Are you saying Bud Selig rushed one thing in without considering all the other things associated with it that were made obsolete, yet still exist anyway because he only changed one cog of the system and refused to change the structure of them?

That describes literally every move he has made as Commish.

Sparkles Peterson
10 years ago

I’m pretty sure this was considered, and Selig decided that having more teams conduct themselves as if they were contenders was a positive step towards more teams convincing their fans that they were contenders.

yeah
10 years ago

I’m not sure. Wouldn’t this actually hurt teams that are basically mediocre? It allows more teams under or around .500 to believe that if they just get lucky enough in the 2nd half and then win 1 game they could be in the playoffs. In the end though the same amount of teams go to the playoffs and all those teams didn’t make any moves towards future improvement.

Zachary
10 years ago
Reply to  yeah

Interesting development with this Wildcard change is that those who DO decide to sell could get quite a bit more.
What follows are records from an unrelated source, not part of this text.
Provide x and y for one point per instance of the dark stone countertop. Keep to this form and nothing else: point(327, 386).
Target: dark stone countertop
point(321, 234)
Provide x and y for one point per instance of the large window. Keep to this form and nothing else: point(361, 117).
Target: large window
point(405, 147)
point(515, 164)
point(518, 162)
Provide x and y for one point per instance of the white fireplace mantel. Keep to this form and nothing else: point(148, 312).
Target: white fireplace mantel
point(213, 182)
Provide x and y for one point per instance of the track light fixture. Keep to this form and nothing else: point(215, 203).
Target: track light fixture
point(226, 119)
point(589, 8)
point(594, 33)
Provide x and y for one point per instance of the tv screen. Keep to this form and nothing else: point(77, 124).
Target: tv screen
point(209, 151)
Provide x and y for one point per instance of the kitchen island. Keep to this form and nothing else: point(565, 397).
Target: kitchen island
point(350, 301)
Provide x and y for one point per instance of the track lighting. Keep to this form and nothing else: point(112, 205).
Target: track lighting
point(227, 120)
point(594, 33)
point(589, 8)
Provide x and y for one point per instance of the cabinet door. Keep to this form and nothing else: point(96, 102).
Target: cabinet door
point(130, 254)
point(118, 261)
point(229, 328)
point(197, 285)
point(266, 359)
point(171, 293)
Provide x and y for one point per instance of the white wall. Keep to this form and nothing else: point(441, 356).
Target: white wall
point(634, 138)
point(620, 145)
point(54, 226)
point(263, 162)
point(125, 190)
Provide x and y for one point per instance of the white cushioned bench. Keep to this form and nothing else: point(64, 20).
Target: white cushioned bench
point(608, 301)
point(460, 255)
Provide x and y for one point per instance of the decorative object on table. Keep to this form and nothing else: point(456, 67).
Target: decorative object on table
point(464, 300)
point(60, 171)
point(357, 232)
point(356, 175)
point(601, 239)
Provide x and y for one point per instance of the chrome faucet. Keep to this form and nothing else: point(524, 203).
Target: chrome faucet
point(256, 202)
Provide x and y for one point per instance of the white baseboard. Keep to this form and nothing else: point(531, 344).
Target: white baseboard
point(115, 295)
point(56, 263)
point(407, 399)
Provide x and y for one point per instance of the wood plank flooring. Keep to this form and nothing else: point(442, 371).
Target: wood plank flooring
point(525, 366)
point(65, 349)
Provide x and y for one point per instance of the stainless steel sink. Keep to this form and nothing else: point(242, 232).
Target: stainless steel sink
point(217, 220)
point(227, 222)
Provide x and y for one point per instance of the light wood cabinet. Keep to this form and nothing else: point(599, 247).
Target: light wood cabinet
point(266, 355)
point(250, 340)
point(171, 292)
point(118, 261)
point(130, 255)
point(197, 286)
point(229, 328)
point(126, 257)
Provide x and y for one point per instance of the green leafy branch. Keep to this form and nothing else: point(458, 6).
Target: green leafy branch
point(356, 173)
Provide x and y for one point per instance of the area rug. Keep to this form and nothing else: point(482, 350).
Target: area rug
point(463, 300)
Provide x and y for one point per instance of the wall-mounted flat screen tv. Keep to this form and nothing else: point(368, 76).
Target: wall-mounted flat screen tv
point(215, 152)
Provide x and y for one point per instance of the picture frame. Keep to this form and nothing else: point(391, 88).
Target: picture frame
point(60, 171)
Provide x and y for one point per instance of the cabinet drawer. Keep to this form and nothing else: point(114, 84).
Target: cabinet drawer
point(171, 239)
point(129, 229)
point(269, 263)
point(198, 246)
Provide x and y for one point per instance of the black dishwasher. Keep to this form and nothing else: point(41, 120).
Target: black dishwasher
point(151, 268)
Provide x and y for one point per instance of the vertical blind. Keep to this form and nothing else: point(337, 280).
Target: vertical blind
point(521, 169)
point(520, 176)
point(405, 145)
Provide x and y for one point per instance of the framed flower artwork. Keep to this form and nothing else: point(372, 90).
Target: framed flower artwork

With so many teams wanting to pretend they’re competing, it can be a sellers market. Once teams realize this, I could see this early deadline being much more interesting. A Stanton trade in this climate would be monumental with the bidding war.

M W
10 years ago

The commish has absolutely nothing to do with moving the deadline, every owner in baseball has to agree to it.

Hank
10 years ago

I’m fairly sure literally doesn’t mean what you think it means.